If we’re leaving the local network and we still want to discover other Nodes it gets a little more tricky. Usually we can solve this with some sort of dedicated Signalling server (or a couple of them), which help us to announce that our Node entered the network. Other Nodes can look these announcements up by calling that server. We can think about them a little bit like telephone books where we can look up phone numbers.
Another technique of getting to know some other Nodes at a party is to enter it with already knowing one Node friend who will be there. That Node friend can tell you about the other friends they know about. If you continue asking all friends about their regarding friends you will probably end up with knowing all Nodes at the party. This approach is based on a Gossip Protocol and does not need a central server. But you need to know someone already before you enter the party!
In our current aquadoggo
implementation we use mDNS for local networks and a rendesvouz server to find other nodes on the internet. You can read more about it in our specification.
Replication
Okay, but now back to our Node!

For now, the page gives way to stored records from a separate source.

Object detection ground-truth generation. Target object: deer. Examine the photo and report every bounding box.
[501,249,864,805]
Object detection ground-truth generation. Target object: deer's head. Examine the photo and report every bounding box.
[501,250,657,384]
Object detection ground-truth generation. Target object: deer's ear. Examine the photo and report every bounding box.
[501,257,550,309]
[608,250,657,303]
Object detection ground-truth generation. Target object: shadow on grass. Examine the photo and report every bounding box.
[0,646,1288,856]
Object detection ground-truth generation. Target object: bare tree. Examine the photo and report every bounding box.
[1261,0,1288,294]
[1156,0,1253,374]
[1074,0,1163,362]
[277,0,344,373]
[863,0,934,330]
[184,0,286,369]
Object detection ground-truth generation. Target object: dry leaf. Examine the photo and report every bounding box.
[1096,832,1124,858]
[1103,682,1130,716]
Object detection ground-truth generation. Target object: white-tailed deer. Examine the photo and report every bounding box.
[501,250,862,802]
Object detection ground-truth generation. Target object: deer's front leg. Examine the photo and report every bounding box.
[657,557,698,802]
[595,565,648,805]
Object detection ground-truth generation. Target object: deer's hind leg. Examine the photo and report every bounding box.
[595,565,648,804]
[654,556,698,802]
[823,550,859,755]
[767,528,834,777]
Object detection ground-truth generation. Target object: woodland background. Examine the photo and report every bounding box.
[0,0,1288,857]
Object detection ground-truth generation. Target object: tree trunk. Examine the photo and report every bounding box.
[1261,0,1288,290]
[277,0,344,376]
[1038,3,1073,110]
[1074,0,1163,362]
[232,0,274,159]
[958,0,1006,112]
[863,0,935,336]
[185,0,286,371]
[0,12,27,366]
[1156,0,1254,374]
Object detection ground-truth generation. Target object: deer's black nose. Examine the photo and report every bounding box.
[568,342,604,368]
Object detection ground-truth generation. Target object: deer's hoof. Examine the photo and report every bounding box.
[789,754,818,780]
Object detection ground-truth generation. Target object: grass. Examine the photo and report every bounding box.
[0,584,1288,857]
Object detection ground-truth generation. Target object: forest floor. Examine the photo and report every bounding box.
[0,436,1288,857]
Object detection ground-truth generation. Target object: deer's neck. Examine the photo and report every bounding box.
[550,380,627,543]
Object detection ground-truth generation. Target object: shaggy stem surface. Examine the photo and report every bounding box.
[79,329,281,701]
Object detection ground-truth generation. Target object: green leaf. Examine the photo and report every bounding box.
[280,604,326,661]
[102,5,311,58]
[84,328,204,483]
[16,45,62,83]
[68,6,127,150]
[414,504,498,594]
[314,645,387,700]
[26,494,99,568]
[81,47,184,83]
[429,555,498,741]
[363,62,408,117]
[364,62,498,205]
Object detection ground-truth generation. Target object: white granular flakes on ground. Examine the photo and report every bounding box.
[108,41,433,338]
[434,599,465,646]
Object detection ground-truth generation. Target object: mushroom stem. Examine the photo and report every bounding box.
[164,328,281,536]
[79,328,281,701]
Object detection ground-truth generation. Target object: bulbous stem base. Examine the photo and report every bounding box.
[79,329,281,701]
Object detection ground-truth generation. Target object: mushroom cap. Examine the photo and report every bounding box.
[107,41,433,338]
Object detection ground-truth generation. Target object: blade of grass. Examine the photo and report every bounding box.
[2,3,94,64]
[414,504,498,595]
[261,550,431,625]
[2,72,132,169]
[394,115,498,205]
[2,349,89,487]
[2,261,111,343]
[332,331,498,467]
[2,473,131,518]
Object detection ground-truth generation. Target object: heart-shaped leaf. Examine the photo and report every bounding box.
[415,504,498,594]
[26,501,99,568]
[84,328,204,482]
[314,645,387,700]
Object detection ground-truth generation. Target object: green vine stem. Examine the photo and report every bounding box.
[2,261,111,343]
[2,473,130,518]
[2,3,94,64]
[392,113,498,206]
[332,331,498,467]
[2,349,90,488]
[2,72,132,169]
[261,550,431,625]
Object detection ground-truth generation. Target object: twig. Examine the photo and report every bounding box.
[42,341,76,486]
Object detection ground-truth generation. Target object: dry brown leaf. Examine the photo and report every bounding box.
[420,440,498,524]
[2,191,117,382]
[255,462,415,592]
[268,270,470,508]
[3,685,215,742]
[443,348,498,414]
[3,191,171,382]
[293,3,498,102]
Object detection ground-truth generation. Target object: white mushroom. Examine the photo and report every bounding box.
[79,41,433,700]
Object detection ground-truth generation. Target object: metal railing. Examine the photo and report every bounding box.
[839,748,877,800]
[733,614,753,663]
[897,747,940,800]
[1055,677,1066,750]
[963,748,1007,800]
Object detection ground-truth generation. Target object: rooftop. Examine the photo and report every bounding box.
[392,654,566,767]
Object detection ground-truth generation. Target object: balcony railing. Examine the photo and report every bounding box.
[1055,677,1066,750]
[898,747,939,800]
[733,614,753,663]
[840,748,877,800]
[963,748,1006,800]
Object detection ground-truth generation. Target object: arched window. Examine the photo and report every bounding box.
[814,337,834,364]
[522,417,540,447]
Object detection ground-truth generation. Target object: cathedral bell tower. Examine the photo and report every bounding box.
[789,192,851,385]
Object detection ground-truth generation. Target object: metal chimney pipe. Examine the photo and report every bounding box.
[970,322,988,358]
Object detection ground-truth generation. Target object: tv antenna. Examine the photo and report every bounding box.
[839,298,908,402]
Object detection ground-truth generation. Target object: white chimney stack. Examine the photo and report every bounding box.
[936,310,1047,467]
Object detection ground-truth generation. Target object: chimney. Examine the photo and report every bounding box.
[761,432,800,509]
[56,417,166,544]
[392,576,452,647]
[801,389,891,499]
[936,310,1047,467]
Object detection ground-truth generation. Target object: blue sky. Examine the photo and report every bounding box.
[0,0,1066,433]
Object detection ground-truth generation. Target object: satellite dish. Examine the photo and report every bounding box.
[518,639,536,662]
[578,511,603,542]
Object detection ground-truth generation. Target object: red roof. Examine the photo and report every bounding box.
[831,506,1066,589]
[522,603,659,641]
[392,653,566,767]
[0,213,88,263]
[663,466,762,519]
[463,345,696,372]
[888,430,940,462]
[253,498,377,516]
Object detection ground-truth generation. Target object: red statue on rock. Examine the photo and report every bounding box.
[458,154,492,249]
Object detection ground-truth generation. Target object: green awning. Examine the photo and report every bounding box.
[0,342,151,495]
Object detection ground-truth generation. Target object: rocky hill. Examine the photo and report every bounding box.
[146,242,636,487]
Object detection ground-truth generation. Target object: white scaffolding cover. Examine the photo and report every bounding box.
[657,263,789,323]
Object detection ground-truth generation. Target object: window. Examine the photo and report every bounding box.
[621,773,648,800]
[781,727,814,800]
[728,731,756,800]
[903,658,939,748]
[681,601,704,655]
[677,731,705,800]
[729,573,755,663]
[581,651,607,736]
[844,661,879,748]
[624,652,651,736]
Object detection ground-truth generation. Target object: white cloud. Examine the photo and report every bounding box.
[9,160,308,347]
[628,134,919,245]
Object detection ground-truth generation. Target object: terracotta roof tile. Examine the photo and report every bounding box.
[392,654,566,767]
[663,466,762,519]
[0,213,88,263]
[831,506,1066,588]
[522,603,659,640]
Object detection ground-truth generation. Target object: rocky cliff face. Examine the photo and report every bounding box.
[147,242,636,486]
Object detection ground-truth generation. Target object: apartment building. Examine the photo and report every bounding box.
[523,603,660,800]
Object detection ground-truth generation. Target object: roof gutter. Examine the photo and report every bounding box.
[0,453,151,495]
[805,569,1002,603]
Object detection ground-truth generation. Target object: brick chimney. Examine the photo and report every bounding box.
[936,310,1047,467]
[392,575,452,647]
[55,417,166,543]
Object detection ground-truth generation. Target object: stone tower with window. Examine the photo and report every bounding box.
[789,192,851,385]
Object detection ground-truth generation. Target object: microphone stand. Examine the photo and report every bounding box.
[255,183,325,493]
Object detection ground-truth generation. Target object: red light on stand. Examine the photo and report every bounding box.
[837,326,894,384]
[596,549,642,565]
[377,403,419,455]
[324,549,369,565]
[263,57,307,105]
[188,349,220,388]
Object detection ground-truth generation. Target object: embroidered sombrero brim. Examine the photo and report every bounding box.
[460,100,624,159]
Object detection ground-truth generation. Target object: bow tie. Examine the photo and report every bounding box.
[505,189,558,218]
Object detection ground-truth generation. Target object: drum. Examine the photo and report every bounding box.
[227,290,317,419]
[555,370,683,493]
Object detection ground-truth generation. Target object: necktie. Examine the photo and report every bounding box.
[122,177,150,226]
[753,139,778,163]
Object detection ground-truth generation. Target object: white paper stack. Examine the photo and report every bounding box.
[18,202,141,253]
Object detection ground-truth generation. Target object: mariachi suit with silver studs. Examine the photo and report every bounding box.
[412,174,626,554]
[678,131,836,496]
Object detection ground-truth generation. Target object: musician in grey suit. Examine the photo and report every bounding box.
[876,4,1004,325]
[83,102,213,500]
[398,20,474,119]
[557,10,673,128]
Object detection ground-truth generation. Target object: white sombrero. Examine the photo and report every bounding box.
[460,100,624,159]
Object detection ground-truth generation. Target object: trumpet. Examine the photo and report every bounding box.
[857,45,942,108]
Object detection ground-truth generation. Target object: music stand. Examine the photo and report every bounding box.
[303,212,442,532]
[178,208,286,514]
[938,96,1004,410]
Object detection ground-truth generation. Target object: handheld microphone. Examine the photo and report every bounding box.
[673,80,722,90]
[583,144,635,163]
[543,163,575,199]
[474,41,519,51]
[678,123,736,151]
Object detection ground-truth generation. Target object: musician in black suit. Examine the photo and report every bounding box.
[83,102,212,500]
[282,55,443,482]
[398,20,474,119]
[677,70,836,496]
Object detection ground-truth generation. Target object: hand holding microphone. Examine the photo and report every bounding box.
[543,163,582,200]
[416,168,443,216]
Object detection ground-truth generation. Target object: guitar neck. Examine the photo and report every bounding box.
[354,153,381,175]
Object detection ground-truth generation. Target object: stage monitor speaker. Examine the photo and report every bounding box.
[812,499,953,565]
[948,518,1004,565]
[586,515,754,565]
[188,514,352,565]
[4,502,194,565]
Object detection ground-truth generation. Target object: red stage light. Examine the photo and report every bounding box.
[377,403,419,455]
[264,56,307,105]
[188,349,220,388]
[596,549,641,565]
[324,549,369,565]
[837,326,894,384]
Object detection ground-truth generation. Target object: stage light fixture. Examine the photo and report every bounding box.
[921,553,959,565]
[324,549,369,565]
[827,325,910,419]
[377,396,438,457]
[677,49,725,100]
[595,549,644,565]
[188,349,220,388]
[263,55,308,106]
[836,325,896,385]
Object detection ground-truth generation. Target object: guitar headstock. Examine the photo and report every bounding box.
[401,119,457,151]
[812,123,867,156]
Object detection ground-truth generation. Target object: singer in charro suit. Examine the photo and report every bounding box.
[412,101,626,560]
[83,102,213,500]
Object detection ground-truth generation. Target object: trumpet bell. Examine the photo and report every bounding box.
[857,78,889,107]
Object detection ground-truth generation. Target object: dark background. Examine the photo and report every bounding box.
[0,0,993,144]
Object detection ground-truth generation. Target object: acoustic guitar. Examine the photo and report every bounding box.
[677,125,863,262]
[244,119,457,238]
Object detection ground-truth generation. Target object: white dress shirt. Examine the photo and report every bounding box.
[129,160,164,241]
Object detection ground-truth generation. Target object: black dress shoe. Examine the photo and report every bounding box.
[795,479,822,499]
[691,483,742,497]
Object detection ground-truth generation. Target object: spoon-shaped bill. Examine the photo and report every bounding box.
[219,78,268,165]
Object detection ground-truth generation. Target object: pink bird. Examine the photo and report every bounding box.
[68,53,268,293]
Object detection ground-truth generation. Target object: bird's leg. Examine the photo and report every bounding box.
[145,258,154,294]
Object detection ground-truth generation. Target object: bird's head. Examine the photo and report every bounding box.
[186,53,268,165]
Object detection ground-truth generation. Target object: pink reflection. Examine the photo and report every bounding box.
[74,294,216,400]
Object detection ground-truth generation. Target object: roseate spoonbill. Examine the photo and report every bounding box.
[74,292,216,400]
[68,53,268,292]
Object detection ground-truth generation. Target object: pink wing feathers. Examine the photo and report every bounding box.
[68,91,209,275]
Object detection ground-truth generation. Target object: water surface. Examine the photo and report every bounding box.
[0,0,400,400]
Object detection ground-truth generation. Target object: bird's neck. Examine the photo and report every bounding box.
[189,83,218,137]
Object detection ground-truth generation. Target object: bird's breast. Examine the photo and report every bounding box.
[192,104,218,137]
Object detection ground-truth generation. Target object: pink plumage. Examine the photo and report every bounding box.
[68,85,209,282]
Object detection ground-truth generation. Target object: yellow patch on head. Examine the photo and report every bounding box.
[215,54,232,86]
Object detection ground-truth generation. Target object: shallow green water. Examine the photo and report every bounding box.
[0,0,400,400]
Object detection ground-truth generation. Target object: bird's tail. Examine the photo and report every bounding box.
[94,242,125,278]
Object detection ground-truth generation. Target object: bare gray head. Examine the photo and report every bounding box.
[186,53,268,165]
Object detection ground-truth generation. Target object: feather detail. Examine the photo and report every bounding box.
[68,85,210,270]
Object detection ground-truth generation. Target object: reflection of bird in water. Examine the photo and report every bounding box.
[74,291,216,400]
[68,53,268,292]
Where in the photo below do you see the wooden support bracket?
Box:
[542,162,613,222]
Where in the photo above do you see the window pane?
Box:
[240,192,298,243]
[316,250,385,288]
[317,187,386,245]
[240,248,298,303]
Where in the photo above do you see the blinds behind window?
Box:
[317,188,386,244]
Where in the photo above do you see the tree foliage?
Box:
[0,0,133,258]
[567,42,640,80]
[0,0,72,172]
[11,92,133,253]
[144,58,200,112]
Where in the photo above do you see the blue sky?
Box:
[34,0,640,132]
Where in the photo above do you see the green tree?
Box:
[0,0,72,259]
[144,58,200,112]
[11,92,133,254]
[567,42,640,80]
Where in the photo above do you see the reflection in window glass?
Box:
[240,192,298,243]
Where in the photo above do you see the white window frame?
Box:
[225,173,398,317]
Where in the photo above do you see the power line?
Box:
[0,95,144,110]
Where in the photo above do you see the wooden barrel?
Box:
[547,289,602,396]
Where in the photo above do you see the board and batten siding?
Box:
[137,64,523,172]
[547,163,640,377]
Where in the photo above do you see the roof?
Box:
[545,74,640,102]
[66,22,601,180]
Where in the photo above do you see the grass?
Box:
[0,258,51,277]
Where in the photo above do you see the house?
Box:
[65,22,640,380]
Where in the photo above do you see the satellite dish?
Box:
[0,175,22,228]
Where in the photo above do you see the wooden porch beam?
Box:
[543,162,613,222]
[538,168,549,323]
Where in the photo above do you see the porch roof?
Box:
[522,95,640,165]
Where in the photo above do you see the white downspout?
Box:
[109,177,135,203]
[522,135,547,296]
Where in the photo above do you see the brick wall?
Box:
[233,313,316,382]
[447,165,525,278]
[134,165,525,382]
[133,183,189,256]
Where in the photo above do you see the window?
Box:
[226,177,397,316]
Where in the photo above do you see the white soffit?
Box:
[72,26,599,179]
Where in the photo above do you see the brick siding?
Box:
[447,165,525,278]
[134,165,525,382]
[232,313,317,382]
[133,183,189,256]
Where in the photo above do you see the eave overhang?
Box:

What do Nodes do when they finally meet each other? They start Replication! This is the process of sharing the data they know about.
Replication makes sure that data spreads across the decentralised network. This means that not all Nodes know everything at the same time. They might only get to know some data later, or maybe never! This makes p2panda an Eventually Consistent Database.
Read about our replication protocol in our specification.
Decentralisation & Federation
We’ve seen now the relationship between Clients and Nodes. Clients are the creators and consumers of data while Nodes take care of the rest.
Since Clients only need to talk via GraphQL to a Node they can be easily implemented without much effort.
We can now imagine all sorts of clients: An mushrooming app, a computer game or a cool festival tool to set up events. They can run as web applications in the browser or can be implemented as native applications, also running on mobile phones.
But how do we implement a Node? The good news is: There is already one reference implementation called aquadoggo
and since Nodes are agnostic to the data they process, you probably can just use this one. It gets even better: Nodes can support all sorts of applications as long as they know about the Schema the application needs!
This gives us quite many options now on how to deal with the Node: We can host it on a server on the internet and simply just allow many clients to talk to it. This is what we would call a Federated Node. It is a Node shared with many clients.
We could also host the Node directly on our computer, for example just as a running program, or even a background process which automatically launches as soon as we’ve started our computer. This is what we would call a **Decentralised Node **as it is not shared and runs locally on your device. But this would require you to understand quite a bit about computers and we can’t assume that everyone will do the same.
We can also embed the Node directly next to the Client and ship it all bundled in one program! This is the easiest method for the users, as they can just install the application and will get a Node for free without worrying too much about it.
With cool frameworks like Tauri we can easily embed aquadoggo
and have a JavaScript web view Client in front of it.
For whatever Network Topology you decide: All Nodes will always be able to communicate to each other whenever they want to. It does not matter if you decided to host yours in a federated or decentralised manner.
Similar to the Replication and Discovery, deciding on an approach has different implications: Sharing a Node with others comes with much more responsibility but easier access. Users can just open a website and directly interact with the p2panda network! Having your own local node is practical if you want to be able to be offline and still use your Client. Also you will have your data in exactly your place.